Human experimentation is another term that deserves explanation. It refers to medical or scientific experiments performed on people without ethical consent. Koreans, along with many other Asians, were among those experimented on in Unit 731, a secret military medical experimentation unit during World War II.
The war also touched Koreans in Hiroshima and Nagasaki. Many had been drafted to work at military industrial factories there, and many became atomic bomb victims. According to one cited figure, there were a total of 70,000 Korean victims in both cities.
Liberation in 1945 — and immediate division
Japan surrendered to the Allied forces on 15 August 1945, ending 35 years of Japanese colonial rule over Korea. Liberation was real, but it did not bring a unified independent state.
Instead, Korea was immediately divided into occupation zones. Soviet forces and Korean Communists were in the northern part of the peninsula, while American forces arrived in the south on 8 September 1945. A proposal to divide Korea at the 38th parallel was accepted in an emergency meeting over postwar spheres of influence.

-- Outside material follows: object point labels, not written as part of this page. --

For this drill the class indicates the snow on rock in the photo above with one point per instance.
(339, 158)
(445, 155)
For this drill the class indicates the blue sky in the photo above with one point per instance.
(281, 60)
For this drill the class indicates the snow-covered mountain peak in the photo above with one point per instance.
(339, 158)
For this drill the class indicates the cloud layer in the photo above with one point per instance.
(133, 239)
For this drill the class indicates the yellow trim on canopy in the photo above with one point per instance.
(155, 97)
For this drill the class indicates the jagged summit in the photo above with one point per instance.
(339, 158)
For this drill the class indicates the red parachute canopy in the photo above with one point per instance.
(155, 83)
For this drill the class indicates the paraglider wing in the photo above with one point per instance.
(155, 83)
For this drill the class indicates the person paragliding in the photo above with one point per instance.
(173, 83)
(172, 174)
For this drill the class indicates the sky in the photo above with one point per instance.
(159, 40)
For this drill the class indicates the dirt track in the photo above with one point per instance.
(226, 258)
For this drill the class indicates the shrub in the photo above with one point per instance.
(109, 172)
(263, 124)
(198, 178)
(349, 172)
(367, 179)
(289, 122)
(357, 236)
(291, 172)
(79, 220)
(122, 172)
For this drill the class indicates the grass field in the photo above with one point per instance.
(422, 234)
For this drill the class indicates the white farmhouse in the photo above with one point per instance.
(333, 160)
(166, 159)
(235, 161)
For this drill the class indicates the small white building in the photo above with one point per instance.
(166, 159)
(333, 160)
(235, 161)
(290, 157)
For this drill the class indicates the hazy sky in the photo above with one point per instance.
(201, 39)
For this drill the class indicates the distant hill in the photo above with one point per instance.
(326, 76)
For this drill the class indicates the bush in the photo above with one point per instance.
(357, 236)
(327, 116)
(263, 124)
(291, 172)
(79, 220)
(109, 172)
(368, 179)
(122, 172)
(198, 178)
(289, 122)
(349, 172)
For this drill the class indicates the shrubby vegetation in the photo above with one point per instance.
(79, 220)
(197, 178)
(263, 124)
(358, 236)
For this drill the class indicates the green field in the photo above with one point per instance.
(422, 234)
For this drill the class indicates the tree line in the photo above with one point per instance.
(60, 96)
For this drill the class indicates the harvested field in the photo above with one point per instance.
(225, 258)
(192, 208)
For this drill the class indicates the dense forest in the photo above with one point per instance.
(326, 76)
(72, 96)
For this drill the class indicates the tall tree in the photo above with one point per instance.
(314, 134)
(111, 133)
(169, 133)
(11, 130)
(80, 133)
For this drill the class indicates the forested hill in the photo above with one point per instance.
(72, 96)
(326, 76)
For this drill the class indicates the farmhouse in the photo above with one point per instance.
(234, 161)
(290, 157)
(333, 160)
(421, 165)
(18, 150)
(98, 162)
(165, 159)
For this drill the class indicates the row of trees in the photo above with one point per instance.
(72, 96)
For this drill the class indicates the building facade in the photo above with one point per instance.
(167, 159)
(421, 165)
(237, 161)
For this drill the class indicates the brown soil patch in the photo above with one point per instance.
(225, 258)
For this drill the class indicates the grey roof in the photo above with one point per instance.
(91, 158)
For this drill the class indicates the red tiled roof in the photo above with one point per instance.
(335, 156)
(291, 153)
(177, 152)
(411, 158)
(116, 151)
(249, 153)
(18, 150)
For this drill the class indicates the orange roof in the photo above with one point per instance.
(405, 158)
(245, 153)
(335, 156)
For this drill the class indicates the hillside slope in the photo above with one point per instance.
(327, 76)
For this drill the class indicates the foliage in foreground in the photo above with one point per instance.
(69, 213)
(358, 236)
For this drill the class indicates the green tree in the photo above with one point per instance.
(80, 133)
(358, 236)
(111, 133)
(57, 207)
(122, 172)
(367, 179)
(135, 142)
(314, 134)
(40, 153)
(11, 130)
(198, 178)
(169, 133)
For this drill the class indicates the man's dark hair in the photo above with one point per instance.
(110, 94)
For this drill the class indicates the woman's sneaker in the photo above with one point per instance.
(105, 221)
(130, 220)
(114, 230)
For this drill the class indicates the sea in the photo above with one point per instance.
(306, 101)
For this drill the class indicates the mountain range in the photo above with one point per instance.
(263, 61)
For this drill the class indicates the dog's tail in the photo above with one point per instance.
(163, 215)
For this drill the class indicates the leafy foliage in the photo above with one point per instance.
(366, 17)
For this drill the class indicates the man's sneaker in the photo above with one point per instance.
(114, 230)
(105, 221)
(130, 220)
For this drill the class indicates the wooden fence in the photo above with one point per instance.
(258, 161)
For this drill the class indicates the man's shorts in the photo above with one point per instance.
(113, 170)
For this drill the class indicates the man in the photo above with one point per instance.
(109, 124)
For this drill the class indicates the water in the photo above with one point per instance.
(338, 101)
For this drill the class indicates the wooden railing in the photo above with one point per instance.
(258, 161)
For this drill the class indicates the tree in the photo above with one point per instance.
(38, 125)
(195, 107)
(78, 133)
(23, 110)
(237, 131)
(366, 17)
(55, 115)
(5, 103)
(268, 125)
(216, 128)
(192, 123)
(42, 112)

That is why the end of colonial rule came with a bitter contradiction: freedom without unity. Korea was liberated from Japan, but almost instantly split between two occupying powers.
This division shaped everything that followed. The colonial period ended, but its consequences did not. Families were separated, political systems diverged, and the scars of forced labor, sexual slavery, cultural erasure, and wartime death remained deeply embedded in Korean history.
Why this history still matters
The legacy of Japanese colonization remains intensely controversial and emotionally charged. Historical disputes still affect relations between South Korea and Japan. Within South Korea, the role of collaborators continues to be debated. The treatment of forced laborers and comfort women remains especially sensitive.
What makes this history so enduring is not only the scale of suffering, but the way it reached into every part of life: work, language, identity, family, and the body itself. Koreans were mobilized for war, forced into labor systems, drawn into military structures, stripped of autonomy, and in many cases denied the chance to return home.
The war ended in 1945. For millions, the damage did not.